BALCA upholds denial of Labor application – No On-Site Hire Exception to Advertising Requirements

The Board of Alien Labor Certification Appeals (BALCA) recently upheld the final determination
of a Certifying Officer (CO) denying labor certification (LC) for an alien worker for the position of Framer.

The Employer filed a LC on behalf of an alien worker and it was accepted for processing in April of 2007. The Employer specified in the application that the position was not a professional occupation. The CO then denied the application on two grounds: the Employer failed to complete ETA Form 9089 by leaving multiple sections incomplete; the Employer used an Occupational Employment Statistics (OES) prevailing wage issued prior to March 8, 2005. Thereafter, the Employer’s owner sought a request for review. The Employer submitted information regarding the omitted sections, and attached a copy of a January 23, 2007 OES prevailing wage. Subsequently, the CO issued a letter of reconsideration accepting the Employer’s reasoning on three of the omissions, but found that the other five deficiencies were not cured by the information provided by the Employer. Specifically, the CO was requesting information concerning the State Workforce Agency (SWA) job order and the Sunday edition newspaper advertisements. For several of the selections, the Employer indicated NONE rather than filing in the specific dates required because the Alien was an “on-the-job-site hire.” The CO informed the Employer in the letter that under the regulations, a 30-day SWA job order is a mandatory recruitment step and the Employer is required to place two print advertisements in a Sunday edition newspaper. The CO then forwarded the case to BALCA. The Employer did not submit an appellate brief in support of its position, but stated that the alien was a very good employee and that he would like to keep him. The CO did file a brief urging affirmation of the denial.

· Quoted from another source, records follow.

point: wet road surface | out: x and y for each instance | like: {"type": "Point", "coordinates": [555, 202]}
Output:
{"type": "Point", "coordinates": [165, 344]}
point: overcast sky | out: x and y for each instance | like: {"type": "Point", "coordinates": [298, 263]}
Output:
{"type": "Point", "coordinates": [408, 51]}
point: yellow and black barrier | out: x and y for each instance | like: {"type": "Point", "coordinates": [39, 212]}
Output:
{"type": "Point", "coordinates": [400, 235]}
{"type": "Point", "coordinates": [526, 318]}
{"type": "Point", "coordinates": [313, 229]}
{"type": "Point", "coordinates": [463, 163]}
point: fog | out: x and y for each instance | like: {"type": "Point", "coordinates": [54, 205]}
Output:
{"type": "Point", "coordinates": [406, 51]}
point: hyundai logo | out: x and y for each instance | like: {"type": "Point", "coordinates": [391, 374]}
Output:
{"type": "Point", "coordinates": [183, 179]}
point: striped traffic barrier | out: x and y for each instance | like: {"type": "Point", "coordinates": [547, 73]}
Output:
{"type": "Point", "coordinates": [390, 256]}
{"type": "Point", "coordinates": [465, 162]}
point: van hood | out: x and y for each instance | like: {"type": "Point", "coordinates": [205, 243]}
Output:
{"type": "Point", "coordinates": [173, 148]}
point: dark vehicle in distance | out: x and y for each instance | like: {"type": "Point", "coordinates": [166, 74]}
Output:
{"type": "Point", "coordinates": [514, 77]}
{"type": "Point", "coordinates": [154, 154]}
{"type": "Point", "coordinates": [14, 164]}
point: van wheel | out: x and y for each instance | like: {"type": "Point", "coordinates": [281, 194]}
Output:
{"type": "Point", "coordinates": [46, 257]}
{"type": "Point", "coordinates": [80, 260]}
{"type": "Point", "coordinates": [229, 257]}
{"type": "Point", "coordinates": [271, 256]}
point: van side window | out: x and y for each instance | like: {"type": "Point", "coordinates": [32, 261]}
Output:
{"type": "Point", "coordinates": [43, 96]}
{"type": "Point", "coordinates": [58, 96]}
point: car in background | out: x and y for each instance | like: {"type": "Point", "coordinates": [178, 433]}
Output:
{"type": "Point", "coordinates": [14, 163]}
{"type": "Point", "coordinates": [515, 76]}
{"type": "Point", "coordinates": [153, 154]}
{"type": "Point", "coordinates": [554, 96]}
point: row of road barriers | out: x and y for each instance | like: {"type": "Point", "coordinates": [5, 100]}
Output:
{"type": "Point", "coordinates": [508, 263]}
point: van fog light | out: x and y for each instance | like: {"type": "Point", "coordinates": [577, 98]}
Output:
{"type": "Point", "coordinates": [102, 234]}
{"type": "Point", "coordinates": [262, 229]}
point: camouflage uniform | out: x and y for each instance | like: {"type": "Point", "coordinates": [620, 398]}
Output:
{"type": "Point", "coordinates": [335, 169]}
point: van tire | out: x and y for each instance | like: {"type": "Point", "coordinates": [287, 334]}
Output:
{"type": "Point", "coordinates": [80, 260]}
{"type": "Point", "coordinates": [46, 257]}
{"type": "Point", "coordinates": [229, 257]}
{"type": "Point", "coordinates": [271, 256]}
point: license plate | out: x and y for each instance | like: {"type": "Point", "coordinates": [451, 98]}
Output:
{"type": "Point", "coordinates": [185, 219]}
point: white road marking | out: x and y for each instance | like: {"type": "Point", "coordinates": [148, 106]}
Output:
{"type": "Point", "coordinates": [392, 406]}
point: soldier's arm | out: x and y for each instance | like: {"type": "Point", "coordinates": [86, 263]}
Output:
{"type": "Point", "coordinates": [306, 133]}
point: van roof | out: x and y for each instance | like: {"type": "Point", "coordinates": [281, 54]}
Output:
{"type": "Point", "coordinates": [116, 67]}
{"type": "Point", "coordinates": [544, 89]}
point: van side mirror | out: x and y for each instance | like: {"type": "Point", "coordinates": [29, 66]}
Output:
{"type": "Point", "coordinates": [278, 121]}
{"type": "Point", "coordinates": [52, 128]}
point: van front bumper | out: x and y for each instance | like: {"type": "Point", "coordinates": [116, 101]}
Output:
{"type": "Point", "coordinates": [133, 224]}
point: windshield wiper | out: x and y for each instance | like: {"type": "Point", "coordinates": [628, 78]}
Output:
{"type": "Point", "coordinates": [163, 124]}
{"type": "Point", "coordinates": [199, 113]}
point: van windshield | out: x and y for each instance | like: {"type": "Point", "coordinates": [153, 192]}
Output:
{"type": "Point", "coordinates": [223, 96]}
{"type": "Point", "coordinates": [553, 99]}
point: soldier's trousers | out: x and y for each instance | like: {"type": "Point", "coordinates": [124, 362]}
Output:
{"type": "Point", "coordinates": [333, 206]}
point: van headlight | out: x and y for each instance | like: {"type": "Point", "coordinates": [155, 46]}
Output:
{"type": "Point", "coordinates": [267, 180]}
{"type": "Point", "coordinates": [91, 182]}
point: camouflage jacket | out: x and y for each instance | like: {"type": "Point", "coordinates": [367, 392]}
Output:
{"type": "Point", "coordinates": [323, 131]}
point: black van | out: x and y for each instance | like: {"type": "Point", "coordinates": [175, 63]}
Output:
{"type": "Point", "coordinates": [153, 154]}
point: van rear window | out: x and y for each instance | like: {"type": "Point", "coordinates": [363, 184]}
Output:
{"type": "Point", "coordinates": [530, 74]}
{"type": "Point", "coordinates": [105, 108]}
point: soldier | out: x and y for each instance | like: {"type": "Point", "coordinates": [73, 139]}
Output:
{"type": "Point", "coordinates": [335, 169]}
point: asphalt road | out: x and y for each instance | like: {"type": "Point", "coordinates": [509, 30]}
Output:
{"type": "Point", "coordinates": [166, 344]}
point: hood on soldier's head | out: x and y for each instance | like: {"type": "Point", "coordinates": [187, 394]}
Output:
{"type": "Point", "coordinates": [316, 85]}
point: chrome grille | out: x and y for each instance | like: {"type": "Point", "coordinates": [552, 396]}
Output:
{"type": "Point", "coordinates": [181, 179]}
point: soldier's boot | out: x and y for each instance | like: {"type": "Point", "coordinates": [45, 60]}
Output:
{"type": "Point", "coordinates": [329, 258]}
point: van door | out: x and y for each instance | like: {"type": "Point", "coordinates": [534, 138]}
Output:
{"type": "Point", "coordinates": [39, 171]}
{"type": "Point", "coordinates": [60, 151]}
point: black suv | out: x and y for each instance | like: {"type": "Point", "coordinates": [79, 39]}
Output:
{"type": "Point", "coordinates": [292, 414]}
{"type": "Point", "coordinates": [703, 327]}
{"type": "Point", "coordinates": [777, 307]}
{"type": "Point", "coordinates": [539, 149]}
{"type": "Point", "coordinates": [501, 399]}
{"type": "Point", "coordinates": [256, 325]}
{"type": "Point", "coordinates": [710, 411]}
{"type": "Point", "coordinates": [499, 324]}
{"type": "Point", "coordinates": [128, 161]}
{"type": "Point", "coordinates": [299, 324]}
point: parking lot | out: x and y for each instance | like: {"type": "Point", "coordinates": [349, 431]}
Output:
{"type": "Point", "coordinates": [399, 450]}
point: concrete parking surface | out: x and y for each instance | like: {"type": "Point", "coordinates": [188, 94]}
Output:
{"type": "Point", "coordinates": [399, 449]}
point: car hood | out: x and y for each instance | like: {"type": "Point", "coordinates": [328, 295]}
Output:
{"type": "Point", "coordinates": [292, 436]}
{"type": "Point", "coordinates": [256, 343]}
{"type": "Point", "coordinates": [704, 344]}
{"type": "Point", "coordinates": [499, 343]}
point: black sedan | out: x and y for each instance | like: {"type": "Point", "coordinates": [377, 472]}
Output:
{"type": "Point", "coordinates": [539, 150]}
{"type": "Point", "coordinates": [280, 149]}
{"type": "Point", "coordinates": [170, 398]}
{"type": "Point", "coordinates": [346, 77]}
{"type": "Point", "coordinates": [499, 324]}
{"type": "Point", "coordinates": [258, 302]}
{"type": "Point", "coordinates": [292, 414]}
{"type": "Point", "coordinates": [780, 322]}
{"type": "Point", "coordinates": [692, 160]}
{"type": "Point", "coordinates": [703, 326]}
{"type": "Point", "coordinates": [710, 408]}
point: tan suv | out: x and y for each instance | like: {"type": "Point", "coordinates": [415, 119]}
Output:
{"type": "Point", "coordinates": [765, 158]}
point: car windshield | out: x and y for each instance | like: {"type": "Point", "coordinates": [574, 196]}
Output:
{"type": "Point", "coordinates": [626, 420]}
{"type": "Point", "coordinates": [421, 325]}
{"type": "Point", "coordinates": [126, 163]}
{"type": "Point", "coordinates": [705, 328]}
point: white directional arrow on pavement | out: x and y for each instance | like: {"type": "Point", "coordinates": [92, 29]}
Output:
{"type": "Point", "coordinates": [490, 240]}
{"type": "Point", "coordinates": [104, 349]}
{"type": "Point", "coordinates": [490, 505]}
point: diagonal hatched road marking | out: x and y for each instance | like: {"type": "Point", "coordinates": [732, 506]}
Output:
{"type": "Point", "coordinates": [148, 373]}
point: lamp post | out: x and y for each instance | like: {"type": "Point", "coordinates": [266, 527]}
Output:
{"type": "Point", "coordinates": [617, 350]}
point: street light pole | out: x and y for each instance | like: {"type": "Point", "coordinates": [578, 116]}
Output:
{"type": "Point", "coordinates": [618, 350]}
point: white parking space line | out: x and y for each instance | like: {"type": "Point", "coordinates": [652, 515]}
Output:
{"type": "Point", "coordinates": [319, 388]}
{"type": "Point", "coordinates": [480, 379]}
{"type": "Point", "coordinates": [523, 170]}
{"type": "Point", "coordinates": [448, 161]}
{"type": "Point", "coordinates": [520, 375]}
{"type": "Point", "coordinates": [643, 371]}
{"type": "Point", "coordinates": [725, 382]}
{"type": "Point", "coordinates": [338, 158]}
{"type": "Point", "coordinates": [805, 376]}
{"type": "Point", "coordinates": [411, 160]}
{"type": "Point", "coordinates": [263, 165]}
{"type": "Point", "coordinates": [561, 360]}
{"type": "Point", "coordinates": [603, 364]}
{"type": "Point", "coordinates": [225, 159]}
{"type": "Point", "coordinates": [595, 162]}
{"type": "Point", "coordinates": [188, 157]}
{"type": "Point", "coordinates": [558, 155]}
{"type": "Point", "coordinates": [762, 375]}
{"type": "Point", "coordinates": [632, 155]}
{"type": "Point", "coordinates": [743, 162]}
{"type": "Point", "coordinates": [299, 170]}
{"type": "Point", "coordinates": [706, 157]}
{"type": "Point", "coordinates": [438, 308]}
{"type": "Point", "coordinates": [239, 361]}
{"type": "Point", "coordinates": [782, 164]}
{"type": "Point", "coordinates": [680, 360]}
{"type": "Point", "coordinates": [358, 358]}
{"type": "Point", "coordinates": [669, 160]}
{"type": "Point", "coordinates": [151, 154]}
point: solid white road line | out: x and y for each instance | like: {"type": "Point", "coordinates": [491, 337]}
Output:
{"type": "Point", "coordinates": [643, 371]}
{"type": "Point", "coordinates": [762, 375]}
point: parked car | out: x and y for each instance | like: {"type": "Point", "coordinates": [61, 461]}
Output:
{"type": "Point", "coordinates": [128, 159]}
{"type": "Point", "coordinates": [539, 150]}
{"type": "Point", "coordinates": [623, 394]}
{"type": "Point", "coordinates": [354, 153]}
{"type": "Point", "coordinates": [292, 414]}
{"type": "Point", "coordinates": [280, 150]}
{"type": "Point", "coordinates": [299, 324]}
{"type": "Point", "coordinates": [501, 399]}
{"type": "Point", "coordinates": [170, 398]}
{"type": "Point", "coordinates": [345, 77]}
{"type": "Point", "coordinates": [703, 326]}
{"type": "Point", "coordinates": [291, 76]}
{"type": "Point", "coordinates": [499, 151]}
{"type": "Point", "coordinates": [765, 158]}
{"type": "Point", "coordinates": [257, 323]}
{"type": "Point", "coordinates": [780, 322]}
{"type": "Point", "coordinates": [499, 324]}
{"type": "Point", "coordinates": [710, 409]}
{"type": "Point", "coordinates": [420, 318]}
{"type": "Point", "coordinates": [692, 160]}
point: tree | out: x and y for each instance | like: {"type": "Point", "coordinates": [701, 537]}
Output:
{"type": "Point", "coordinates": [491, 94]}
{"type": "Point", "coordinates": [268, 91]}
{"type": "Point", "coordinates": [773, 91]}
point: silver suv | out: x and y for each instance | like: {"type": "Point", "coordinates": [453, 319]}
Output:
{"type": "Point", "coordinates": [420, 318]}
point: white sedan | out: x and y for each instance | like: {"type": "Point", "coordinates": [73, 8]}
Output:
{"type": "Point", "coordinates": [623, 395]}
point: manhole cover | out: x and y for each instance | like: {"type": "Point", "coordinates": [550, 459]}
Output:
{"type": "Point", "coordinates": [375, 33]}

Upon BALCA review, it was determined that the PERM regulations for a nonprofessional occupation require that the employer must at a minimum place a job order and two newspaper advertisements within six months of filing the application. The job order must be placed with the SWA serving the area of intended employment for a period of 30 days. Nothing in the regulations indicates that there is an “on-the-job-hire” exception to the mandatory recruitment steps. Accordingly, the CO correctly denied certification.